Shared Storage for Virtualized Environments

Here is the short version of my questions:

  1. is which is best for my setup when it comes to shared storage for my Proxmox VE cluster: iSCSI or NFS.

  2. Is there a way to create a “HA” solution that would cover two areas of weakness in my current setup. One of which is a device or other hardware failure and the other is maintenance and updates.

Here are the details of my current solution to add context to the questions. Currently, my homelab runs Proxmox VE (V7.1) in a cluster with 7 nodes (most are DL380s but three are not) and I use NFS for shared storage for ISO images, backups and VM disks.

Right now my shared storage comes from one of two places.

  1. a QNAP TS-853a with 16GB ram running TrueNAS core. This is for ISO images and backups
  2. a QNAP TS-451 with 16GB ram running TrueNAS core. This is for VM disk storage.

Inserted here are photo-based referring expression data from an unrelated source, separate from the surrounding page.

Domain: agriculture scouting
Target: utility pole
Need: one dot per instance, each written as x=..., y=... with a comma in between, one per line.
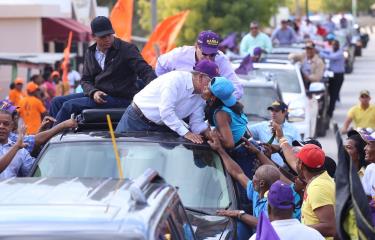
x=298, y=8
x=154, y=14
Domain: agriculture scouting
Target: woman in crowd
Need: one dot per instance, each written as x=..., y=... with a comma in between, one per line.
x=355, y=145
x=226, y=114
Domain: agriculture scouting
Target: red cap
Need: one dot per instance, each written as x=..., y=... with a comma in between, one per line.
x=55, y=74
x=312, y=156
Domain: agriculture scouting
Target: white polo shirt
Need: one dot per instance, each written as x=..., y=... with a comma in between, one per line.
x=169, y=98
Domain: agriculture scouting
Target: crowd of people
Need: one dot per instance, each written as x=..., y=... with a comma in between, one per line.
x=195, y=92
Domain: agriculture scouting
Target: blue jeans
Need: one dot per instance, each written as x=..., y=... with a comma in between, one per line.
x=62, y=107
x=131, y=121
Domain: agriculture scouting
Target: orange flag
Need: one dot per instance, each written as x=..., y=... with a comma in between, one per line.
x=164, y=36
x=66, y=61
x=121, y=18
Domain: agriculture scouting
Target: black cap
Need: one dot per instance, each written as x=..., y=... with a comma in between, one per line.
x=101, y=26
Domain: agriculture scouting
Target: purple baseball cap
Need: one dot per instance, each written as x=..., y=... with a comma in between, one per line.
x=208, y=42
x=280, y=195
x=7, y=106
x=368, y=134
x=207, y=67
x=257, y=51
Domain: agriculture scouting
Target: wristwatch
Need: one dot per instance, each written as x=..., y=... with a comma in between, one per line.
x=240, y=213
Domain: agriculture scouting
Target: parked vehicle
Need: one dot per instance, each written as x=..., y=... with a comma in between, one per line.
x=258, y=95
x=92, y=208
x=194, y=169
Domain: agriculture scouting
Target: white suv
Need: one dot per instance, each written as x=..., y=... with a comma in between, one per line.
x=303, y=111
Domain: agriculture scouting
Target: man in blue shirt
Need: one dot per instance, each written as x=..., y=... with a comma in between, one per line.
x=337, y=66
x=262, y=131
x=257, y=188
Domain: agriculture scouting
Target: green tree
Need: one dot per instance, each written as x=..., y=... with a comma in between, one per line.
x=222, y=16
x=335, y=6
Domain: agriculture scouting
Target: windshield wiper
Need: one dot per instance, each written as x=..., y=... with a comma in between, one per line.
x=198, y=211
x=257, y=115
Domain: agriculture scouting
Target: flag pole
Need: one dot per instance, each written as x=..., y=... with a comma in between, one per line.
x=115, y=146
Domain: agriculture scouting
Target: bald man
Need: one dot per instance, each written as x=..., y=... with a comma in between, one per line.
x=263, y=178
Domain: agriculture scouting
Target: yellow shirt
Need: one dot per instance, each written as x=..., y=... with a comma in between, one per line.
x=320, y=192
x=363, y=118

I do however have an identical QNAP TS-451 device that I want to use for cluster storage as well and was thinking of going one of these ways:

  1. Have one used for OS drives and then use the other for Data drives. this would hopefully remove some of the load from the current VM disk storage device and also allow me to keep things more uniform as OS disks would always be the same size and only the data disks would need to increase as data is added to the VMs.

  2. Finding a method (was thinking either Virtual IP and some replication or something like TrueNAS Scale clustering) to have them work together so that they split the load and also in the event one of the devices fails or I need to perform maintenance the other can still serve the VM disks.

  3. Another option I just thought and this sounds a little crazy but might work of would be to run an iSCI (or maybe an NFS disk) on each of the 2 QNAPs and then add them both (2 x OS and 2 x Data disks) to the VM and use something like ZFS or another filesystem to create mirrored disks on the VMs. This would essentially try and replicate the idea of mirrored boot devices and mirrored data devices.